Opponents England had installed themselves as firm favourites by outplaying defending champions New Zealand to the point where they looked clueless in last week’s semifinal, and the Boks had taken the low road to attempt to win it by losing a game in the group stages – something no team had done before.
Not only did Johan “Rassie” Erasmus’ men defy history, they created their own.
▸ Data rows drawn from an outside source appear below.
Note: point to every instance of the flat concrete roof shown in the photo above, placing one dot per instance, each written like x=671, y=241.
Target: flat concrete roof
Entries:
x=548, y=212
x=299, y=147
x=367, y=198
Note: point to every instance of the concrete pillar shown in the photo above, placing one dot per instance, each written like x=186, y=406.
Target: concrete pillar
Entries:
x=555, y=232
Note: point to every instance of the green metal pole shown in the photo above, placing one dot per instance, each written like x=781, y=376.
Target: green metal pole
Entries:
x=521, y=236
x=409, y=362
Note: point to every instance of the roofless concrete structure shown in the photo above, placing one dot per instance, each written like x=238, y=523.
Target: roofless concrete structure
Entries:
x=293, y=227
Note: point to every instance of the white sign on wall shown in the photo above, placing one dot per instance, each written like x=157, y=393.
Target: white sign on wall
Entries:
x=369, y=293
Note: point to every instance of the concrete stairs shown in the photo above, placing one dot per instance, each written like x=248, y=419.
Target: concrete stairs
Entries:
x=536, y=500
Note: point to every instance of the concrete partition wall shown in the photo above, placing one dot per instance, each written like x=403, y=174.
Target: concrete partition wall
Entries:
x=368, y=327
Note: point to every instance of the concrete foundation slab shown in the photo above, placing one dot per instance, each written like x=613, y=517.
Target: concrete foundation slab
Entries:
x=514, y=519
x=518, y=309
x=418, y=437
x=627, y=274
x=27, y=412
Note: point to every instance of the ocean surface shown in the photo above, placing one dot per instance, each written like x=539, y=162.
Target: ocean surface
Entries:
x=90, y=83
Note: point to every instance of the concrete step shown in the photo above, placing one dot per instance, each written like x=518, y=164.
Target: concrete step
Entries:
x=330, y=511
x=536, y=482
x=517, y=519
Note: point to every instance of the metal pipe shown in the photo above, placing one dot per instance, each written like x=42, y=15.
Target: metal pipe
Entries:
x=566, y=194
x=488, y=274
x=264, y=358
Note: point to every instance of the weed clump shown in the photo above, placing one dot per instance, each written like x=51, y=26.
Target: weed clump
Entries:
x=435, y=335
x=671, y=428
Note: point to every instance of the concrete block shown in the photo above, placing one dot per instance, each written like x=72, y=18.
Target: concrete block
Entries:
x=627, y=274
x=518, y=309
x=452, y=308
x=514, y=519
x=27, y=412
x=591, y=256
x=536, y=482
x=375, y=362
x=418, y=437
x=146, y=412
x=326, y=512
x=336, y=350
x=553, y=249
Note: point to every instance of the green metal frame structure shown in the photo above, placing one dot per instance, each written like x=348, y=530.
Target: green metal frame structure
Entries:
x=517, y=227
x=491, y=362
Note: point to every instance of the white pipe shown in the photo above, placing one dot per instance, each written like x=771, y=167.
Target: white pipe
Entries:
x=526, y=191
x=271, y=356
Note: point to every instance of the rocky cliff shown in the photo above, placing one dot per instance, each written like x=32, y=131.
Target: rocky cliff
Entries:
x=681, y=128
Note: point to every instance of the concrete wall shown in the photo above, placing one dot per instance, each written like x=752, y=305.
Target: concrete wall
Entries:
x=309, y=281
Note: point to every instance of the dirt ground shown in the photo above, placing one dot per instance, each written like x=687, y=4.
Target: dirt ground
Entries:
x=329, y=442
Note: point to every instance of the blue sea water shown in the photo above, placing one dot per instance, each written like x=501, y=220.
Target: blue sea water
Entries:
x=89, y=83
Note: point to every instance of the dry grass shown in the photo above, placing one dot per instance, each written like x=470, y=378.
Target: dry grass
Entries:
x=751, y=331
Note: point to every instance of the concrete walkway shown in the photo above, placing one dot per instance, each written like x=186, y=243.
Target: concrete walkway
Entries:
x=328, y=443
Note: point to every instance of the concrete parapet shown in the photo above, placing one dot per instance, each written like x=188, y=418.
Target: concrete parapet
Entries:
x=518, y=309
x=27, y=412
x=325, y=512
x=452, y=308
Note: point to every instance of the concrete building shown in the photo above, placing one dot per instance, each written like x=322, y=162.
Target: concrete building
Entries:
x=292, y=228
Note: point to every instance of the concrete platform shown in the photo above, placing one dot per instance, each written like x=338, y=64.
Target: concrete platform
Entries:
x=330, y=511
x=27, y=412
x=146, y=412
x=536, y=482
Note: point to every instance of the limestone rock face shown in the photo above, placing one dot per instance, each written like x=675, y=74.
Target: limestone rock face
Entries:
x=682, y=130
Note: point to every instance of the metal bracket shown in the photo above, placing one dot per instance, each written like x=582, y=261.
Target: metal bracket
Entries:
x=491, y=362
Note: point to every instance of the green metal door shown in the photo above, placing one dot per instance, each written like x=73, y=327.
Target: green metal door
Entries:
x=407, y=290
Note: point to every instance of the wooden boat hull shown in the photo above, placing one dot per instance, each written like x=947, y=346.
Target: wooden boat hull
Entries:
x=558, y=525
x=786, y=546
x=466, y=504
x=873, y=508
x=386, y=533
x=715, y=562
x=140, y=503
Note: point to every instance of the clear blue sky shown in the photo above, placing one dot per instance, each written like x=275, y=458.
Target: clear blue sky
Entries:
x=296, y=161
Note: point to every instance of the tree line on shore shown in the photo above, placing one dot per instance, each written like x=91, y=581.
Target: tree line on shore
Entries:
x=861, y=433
In drawing level with perennial rivals New Zealand in winning the World Cup three times, the Boks also became the only team to win the Rugby Championship and the global showpiece in the same year.
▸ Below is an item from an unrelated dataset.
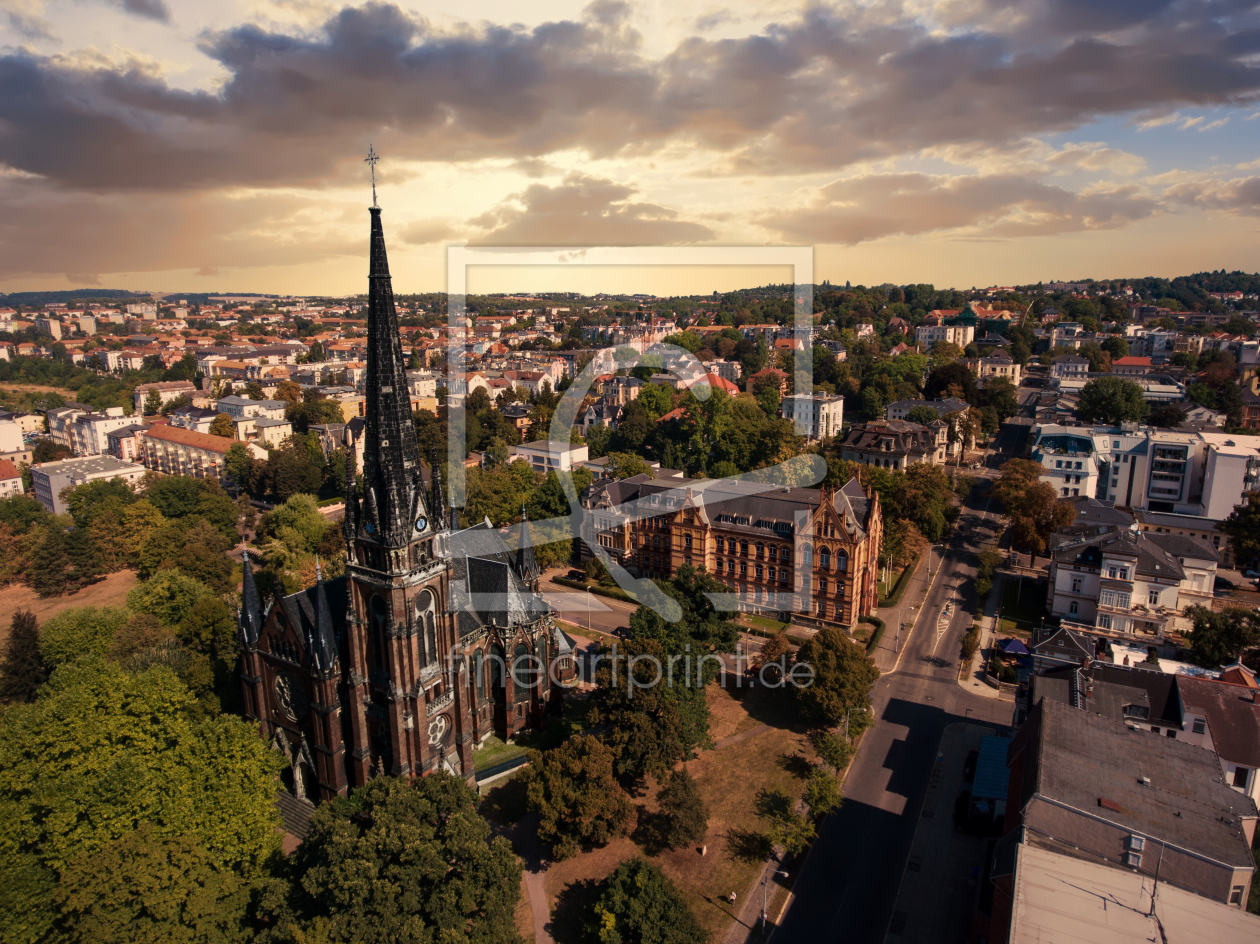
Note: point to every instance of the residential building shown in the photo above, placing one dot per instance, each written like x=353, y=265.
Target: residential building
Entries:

As an internal aside, utility back Frans Steyn – the multipositional player so integral to Erasmus’ six-two split on the bench – became only the second South African (since Os du Randt) to be part of two World Cup-winning teams.
The foundation for an ultimately comprehensive win lay in a big pack of forwards with nothing but bad intentions, a defence as desperate as it was belligerent, 22 points from a nearly flawless kicking performance by fly half Handré Pollard, and Erasmus hoodwinking opposite number Eddie Jones by allowing his players to run the ball for the first time in three weeks.
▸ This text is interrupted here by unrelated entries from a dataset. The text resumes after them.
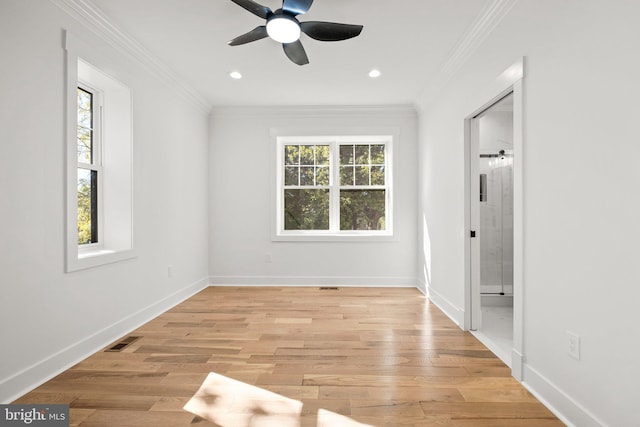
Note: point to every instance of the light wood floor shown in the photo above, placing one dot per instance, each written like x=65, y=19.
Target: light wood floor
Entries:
x=346, y=357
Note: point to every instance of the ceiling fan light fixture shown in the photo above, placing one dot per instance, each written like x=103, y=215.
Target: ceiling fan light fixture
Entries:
x=375, y=73
x=283, y=28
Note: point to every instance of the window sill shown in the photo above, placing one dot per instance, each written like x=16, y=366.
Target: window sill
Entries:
x=98, y=257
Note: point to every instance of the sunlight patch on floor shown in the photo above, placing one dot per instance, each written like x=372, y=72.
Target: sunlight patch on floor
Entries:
x=231, y=403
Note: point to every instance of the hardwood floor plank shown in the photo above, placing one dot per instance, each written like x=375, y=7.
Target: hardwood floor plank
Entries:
x=352, y=357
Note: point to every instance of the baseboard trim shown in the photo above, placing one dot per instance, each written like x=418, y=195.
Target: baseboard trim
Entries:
x=560, y=403
x=517, y=364
x=41, y=372
x=447, y=307
x=354, y=281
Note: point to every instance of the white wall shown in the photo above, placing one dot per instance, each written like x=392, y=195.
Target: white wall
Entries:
x=50, y=319
x=581, y=202
x=242, y=185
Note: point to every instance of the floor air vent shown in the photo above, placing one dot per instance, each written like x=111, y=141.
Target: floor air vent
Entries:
x=121, y=345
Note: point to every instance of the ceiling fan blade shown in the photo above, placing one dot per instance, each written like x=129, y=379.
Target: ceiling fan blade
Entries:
x=297, y=7
x=295, y=52
x=253, y=35
x=330, y=31
x=257, y=9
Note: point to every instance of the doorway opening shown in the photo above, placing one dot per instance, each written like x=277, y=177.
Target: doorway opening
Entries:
x=494, y=309
x=494, y=253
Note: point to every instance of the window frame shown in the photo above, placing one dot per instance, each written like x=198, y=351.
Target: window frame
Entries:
x=334, y=233
x=115, y=205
The Springbok forwards unsettled England’s with their desire and an otherworldly intensity that made it look as though they were playing more for their lives than they were for a “mere” cup.
A scrum that has laid waste to many a challenge throughout the tournament located the reverse gear in England as early as the third minute; that facet of the game returning no less than five penalties – three of them kicked by Pollard.
In keeping with the relentless, controlled aggression theme, the Bok line-out put untold pressure on their counterparts – the first half injuries to hooker Bongi Mbonambi and lock Lood de Jager vindicating Erasmus’ six-two split call as they lost nothing in the withdrawals.
If the Bok forwards unhinged the platform from which England’s polished performance against New Zealand was launched, a swarming defence robbed them of the time they’d been afforded by the All Blacks.
A particularly telling moment was a sequence around the 30th minute when England had the ball in hand for a good four minutes and still failed to cross the try line.
During that estimated 30 phases, each of England’s designated ball carriers – Mako Vunipola and his brother Billy, Courtney Lawes, Tom Curry, Sam Underhill, Manu Tuilagi, Jonny May and Anthony Watson – all took turns getting driven back or getting lumps taken out of them with frighteningly big hits.
The players driving this utter decimation of England were prop Beast Mtawarira, Eben Etzebeth, Duane Vermeulen and Siya Kolisi up front, and Pollard, Lukhanyo Am, and wingers Makazole Mapimpi and Cheslin Kolbe, who both scored the only tries of the match, out wide.
Mtawarira was first to put the English scrum off its axis; Etzebeth contested and defended with typical aggression; captain Kolisi led by putting his body on the line; while hard-carrying and tough-tackling man of the match Vermeulen was the bristling, cauliflowered embodiment of the Bok pack’s aggression.
After missing the first penalty of the game in the first minute, Pollard did not miss the next eight kicks. Am showed the world what the fuss around him is all about with a no-look pass so insouciant it almost told a story of the Boks’ rampant confidence than it assisted Mapimpi’s 67th-minute try.
And for a country that saw the death of 1995 wingers Chester Williams and James Small this year, Mapimpi and Kolbe both scoring in the final – the former the first Bok try in a World Cup final – was somewhat poignant.
Having taken over coaching the Boks just 18 months ago, Erasmus showed his genius by outcoaching Jones and his assistant John Mitchell, who are more experienced men with incredible insights into South African rugby, thanks to various roles in it.
But this moment belongs to Erasmus and Kolisi’s men – and to us.